A straight-line method is a common approach taken by accountants when depreciating intangible assets. For instance, obtaining a patent might set a company back a total of fifty thousand dollars. However, the business only intends to use the patent for the next ten years before moving on to develop a more advanced product, even though the legal life of the patent is twenty years. After that, the business would be obligated to depreciate the cost of the patent over ten years, which would result in an annual depreciation of $5,000.
Acquiring Assets That Are Not Tangible
There are many different routes that companies can take to acquire intangible assets. When a company is acquired by another or merged with another, it is standard procedure to acquire all of the latter’s assets. The following are some additional approaches that could be taken:
A separate purchase is required to acquire intangible assets from an established business; this process is analogous to the acquisition of standard services. Patents and other forms of production rights will be transferred to the buyer by businesses in exchange for the appropriate price.

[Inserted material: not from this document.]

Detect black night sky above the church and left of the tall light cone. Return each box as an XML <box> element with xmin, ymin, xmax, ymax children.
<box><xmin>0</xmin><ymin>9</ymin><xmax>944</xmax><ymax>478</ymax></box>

Grants From the Government
There are some instances in which intangible assets can be obtained at no cost using a grant from the government. A company, for instance, might receive intangible assets from the government in the form of licenses to start operating or rights to the use of land in the form of a transfer or allocation.
Transfer of Assets
One method for the acquisition of a company is the purchase of its assets, followed by the receipt of assets or stock from the acquiring company in return.
Self-creation
It’s not like all assets must be bought; instead, they can be produced in-house for either immediate use or potential sale in the future. In this scenario, businesses rely on the resources they have available within the company to develop intangible resources.
The worth of intangible assets is determined not only by the cost of creating the asset but also by the asset’s potential value in the long run. The value of these assets is impacted not only by the purchase and sale of those assets but also by the effect that a transaction has on the market as a whole.